なお、ポールソン案については、(FRB議長として当然ながら)バーナンキがサポートしているが、そのことが経済学者たちの態度に微妙にさざなみを立てているのが面白い。
たとえば、ワシントンポストの記事ポールソン案に批判的なブログの記述を引用されたマンキューは、半面、バーナンキに対する経済学者としての信頼(あるいは身内意識!?)から上記の公開書簡への参加を控えたとも書いている。マンキューがブログでこの件に関する自分の意見らしきものを表明したのは、今のところこの2つのエントリだけであり、それ以外のエントリでは、論評抜きでの他者の論説の紹介に徹している。態度を完全には決めかねている様子が伺える。
一方、クルーグマンは、かつてのプリンストンの同僚であり、ほんの少し前には彼が今FRB議長で良かったと称賛したバーナンキに対して、この件についてはその説明に納得せず不信感を募らせ始めている


ポールソン案についてもう一つ面白い点は、大学の経済学者と対照的に、ウォール街エコノミストが全面的に支持していることだ(上記のワシントンポスト記事にその旨の記述がある)。マンキューブログのこのエントリによると、彼らは、下がりすぎた価格を支持する政策として評価しているようだ。つまり、大学の経済学者が市場が付ける価格に信頼を置き、政府が価格に関する情報で市場を出し抜けるはずが無いと主張するのに対し(cf. 上述のクルーグマンブログエントリマンキューブログエントリ)、市場に近いウォール街の関係者がむしろ現在の市場が付ける価格に不信感を抱き、政府による価格是正に期待している、という奇妙に逆転した構図になっている。
だったら金融機関から買うという迂遠な方法を取らずに直接不動産市場で買い支えしろよとも言いたくなるが、実際、先のワシントンポスト記事では、そうして一般庶民を助けるべきだという経済学者の意見も紹介されている。それに対し、ポールソン案は、金融機関への援助と不動産買い支えの両方を狙っている、というのがこの記事の見立てだ。目論見通り一石二鳥といくか、それとも経済学者らが懸念するように虻蜂取らずになるか、これからの見ものであろう。


と、その前に、まずは議会を通すのが先決であるが、それはポールソンがペロシに跪いた甲斐もあってか、何とか月曜のアジア市場開始前に目処がついたようだ…。
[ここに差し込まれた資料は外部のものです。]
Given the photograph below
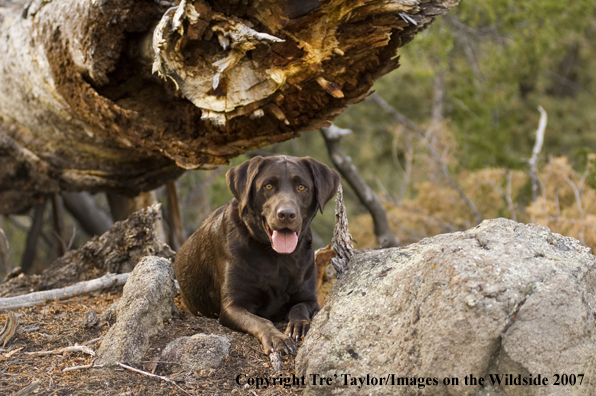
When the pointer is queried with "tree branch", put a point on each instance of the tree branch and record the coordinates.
(82, 288)
(367, 197)
(533, 161)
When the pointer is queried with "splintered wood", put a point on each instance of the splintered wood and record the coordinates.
(342, 239)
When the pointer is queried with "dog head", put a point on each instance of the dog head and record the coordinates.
(279, 196)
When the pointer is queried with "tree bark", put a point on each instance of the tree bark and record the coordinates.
(81, 110)
(367, 197)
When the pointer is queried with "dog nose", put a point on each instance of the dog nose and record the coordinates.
(286, 214)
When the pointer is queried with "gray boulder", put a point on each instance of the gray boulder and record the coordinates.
(147, 301)
(198, 352)
(504, 302)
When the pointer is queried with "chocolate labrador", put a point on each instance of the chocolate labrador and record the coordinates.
(252, 262)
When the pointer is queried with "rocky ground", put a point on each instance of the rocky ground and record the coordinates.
(75, 322)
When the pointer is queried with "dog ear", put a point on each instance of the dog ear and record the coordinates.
(326, 181)
(240, 180)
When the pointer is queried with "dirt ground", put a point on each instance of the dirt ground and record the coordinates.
(73, 322)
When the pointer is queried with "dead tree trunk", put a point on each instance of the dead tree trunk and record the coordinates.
(82, 110)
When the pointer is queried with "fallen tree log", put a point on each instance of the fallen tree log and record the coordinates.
(43, 297)
(82, 110)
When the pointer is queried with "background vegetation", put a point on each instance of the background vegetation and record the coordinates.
(470, 87)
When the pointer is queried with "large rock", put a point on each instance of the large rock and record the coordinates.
(147, 301)
(502, 298)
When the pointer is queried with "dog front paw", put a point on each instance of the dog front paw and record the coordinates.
(298, 328)
(280, 343)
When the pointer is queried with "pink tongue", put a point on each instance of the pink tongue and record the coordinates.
(284, 241)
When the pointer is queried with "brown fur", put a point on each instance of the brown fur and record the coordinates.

*1:池田信夫氏はこのブログエントリのコメント「Bailout or not (池田信夫) 2008-09-20 23:30:24」で、クルーグマンが突然市場原理主義者に変身して政府の救済に反対したような書き方をしているが、リンク先のビデオを見れば分かるとおり、「ファイナンスのsocialization」というのは言葉の綾であり、救済策が必要なことは十分に認めている。